Под жарким послеполуденным солнцем январского дня пастбища казались такими зелеными, чуть ли не сверкали; за стадом коров-джерси терпеливо брели человек и пара собак, гоня их к сараю. Поодаль друг от друга стояло два дома, оба окружены садами, маленькими, но симпатичными, тенистыми, хорошо ухоженными. Дом побольше был и поновее, в него я и заходила прошлым вечером; значит, второй — Уиллиса, управляющего. А неподалеку — обычные фермерские постройки, тоже все аккуратные, ухоженные.
За забором паслись три лошади, они подняли головы, поглядели мимолетно на меня. Все красивые, но один жеребец, серый, до того великолепный — глаз не отвести. Толк в лошадях Шредер понимает.
Ферма производила впечатление зажиточной, и я подумала, что для политического эмигранта, у которого при бегстве из Восточной Германии, скорее всего, только и было, что одежда на нем, Карл Шредер недурно приземлился на обе ноги. Конечно, он, как говорят, преуспевающий драматург, но все равно…
— Что, опять заблудились? — отрывисто спросили у моего локтя.
Подскочив от неожиданности, я круто обернулась — Карл Шредер стоял рядом с моей машиной, впиваясь в меня острыми синими глазами.
— Я… я просто пейзажем любовалась, — виновато пробормотала я. — Тут очень красиво.
— Очень, — саркастически поддакнул он, — особенно, когда никто не болтается рядом. Ну и как? Нашли разгадку преступления?
Я молчала, отчасти оттого, что сердилась
— Так что? — потребовал он, глаза у него потемнели от гнева. — Вы ведь за этим прикатили? Ваш первый ход был: «Я заблудилась в ливень, пожалуйста, помогите!» А когда ничего не добились, вернулись с новым планом, как раздобыть интервью. Кто вы вообще? Детектив-любитель? Репортер, нацелившийся на жареное? Хоть так, хоть эдак — вы все равно надоеда и растяпа! Давайте-ка уматывайте отсюда!

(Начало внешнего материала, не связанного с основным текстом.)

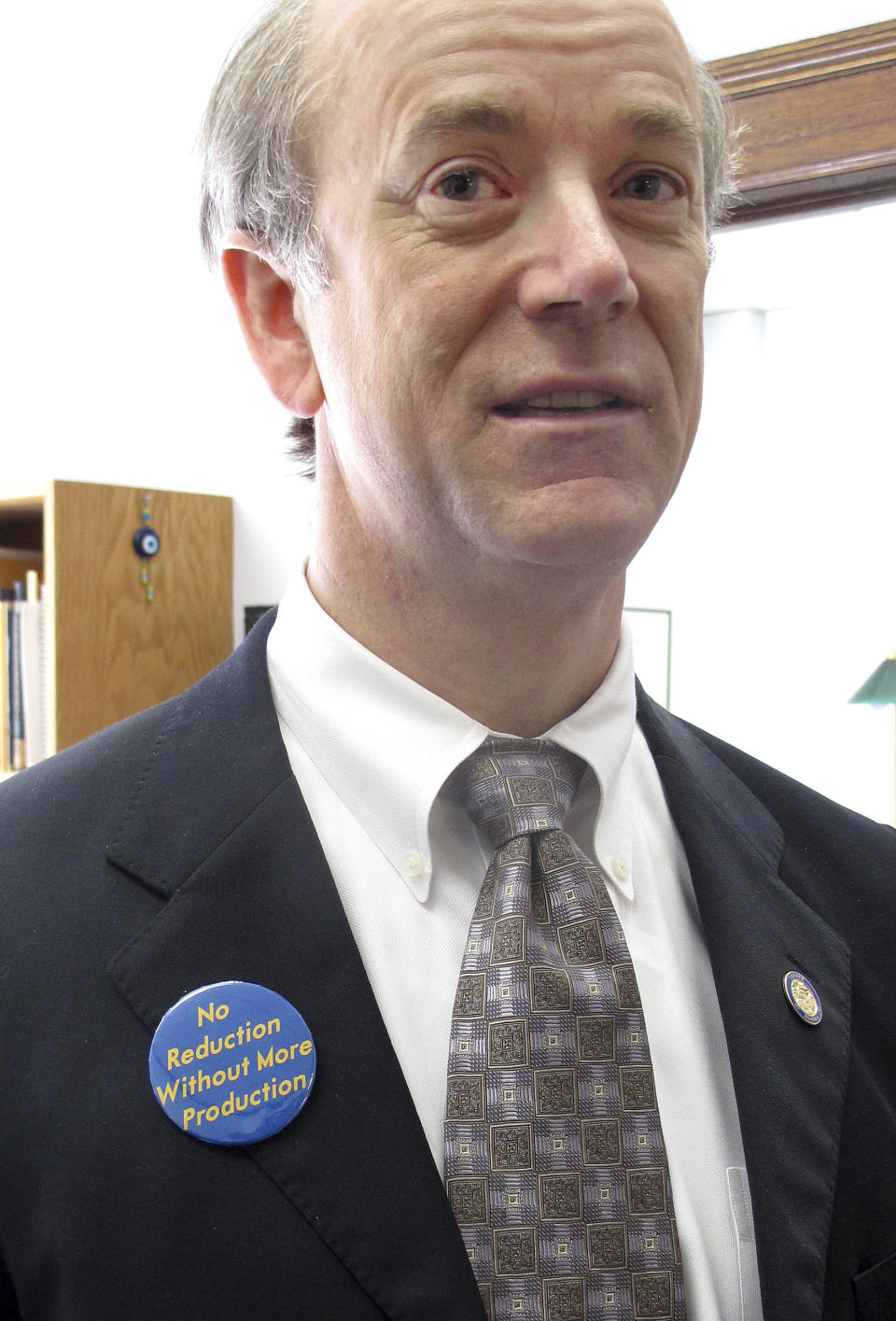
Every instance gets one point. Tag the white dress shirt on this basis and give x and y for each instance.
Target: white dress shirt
(371, 751)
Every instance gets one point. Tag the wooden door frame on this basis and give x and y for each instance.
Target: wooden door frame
(819, 121)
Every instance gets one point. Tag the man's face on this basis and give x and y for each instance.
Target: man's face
(511, 201)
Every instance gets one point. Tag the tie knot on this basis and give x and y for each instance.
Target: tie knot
(514, 786)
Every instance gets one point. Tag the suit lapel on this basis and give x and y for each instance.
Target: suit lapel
(790, 1076)
(217, 826)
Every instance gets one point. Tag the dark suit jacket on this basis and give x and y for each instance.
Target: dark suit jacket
(175, 850)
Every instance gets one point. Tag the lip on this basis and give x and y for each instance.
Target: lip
(629, 394)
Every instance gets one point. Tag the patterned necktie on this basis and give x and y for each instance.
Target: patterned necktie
(555, 1164)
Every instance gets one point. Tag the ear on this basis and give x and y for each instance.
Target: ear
(266, 305)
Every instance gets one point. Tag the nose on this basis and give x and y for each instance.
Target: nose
(575, 268)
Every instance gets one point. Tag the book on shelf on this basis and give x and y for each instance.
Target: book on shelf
(22, 736)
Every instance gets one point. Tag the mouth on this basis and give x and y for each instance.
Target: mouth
(563, 403)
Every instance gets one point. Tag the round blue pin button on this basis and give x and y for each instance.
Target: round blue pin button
(231, 1063)
(803, 998)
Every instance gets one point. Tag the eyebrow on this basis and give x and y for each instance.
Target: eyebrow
(663, 121)
(463, 114)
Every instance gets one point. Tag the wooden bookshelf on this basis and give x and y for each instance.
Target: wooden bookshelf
(110, 650)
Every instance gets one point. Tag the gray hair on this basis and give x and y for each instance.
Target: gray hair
(257, 155)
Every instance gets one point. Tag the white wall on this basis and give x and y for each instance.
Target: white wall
(776, 555)
(121, 363)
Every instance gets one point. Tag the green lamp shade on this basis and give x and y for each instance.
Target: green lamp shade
(880, 688)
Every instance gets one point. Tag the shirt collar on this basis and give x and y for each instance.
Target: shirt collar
(386, 745)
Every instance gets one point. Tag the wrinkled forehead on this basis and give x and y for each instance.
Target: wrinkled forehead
(373, 56)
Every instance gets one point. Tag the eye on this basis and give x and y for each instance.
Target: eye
(464, 184)
(460, 187)
(651, 187)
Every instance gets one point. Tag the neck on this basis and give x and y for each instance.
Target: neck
(479, 640)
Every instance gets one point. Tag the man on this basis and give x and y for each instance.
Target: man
(492, 312)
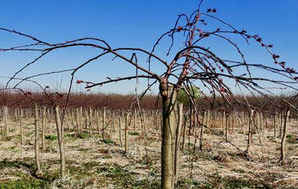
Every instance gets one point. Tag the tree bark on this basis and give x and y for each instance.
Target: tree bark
(60, 133)
(5, 119)
(284, 135)
(169, 126)
(36, 143)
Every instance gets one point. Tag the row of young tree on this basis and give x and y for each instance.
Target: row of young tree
(194, 64)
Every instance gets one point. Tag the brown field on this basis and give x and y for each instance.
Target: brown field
(96, 157)
(120, 153)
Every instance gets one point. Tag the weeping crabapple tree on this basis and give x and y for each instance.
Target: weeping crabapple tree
(186, 63)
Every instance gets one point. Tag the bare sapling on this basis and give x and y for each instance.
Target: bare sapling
(193, 64)
(36, 143)
(283, 137)
(120, 128)
(60, 134)
(5, 120)
(43, 127)
(126, 133)
(103, 124)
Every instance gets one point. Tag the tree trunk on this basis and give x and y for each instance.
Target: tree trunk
(5, 119)
(284, 135)
(169, 126)
(43, 123)
(36, 143)
(60, 133)
(177, 138)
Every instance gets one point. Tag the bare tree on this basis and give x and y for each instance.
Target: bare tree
(194, 64)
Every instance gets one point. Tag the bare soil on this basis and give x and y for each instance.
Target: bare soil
(94, 162)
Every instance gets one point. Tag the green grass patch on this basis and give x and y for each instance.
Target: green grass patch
(133, 133)
(51, 137)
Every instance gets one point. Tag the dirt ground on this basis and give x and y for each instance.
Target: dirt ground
(94, 162)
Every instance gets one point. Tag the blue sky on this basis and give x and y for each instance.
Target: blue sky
(132, 23)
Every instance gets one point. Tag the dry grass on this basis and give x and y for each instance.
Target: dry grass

Лицо у меня вдруг вспыхнуло, и я посмотрела ему прямо в глаза:
— Если вам так хочется знать, я — Жаклин Фримен. Веду временно практику доктора Пимброка, сам он уехал в отпуск за границу. Сюда приехала по той же причине, по какой уже два часа колесила по дорогам: знакомлюсь с окрестностями. У меня сложилось впечатление, что дорога общественная и не требуется спрашивать разрешения для проезда по ней или кому-то давать объяснения.
Он с минуту рассматривал меня, гнев из его глаз пропал, но губы были по-прежнему сурово сжаты.
— Извините, доктор Фримен, — ровно произнес он, — по-моему, мы уже встречались и раньше. Я не узнал вас. Случается, манеры, как и память, подводят меня.
И отступив от машины, Карл Шредер приподнял шляпу жестом прощания. Я не могла придумать, что бы такое сказать еще, и просто пустила мотор.
Отъезжая, я видела его в заднее зеркальце: он так и стоял на дороге, провожая меня глазами. Я не была уверена, что раскусила его, но его необузданная вспышка гнева из-за моего очевидного шпионства явно доказывала: он очень даже понимает — на нем по-прежнему лежит подозрение. Столь же очевидно у меня вырабатывается злополучная стойкая привычка выставлять себя круглой идиоткой при встрече со Шредером.
Когда я подходила к отелю, оттуда вышел молодой парень. Я так и не поняла, что в нем такого, но люди всегда оборачивались взглянуть на него еще раз. Лет едва за тридцать, симпатичный, хотя, в общем, ничего выдающегося: темноволосый, среднего роста, плотного сложения, но мускулистый, не толстый. Конечно, одет красиво, но внимание привлекало что-то иное. Нечто в его походке, по-моему. Шел он — точно был хозяин мира, хотя и без намека на самодовольство; вид человека, который вполне уверен в себе, никогда об этом даже не задумываясь.
Я тоже безотчетно обернулась и проследила взглядом, как он спускается по крыльцу и — зацепилась за шип вьющейся вокруг опоры розы.
То ли он уловил краем глаза мое движение, то ли я вскрикнула от досады — не знаю, но он тоже обернулся, увидел, как я кручусь, стараясь отцепить рукав, и мигом вернулся мне на помощь.
— Стой смирно, отцеплю сейчас! Спокойно! Не то поцарапаешься, — весело воскликнул он, ловко высвобождая меня. — Ну вот. Эти вьющиеся розы так и норовят зацепить человека, но зато отбивают охоту у местных ребят подпирать столбы, портя пейзаж.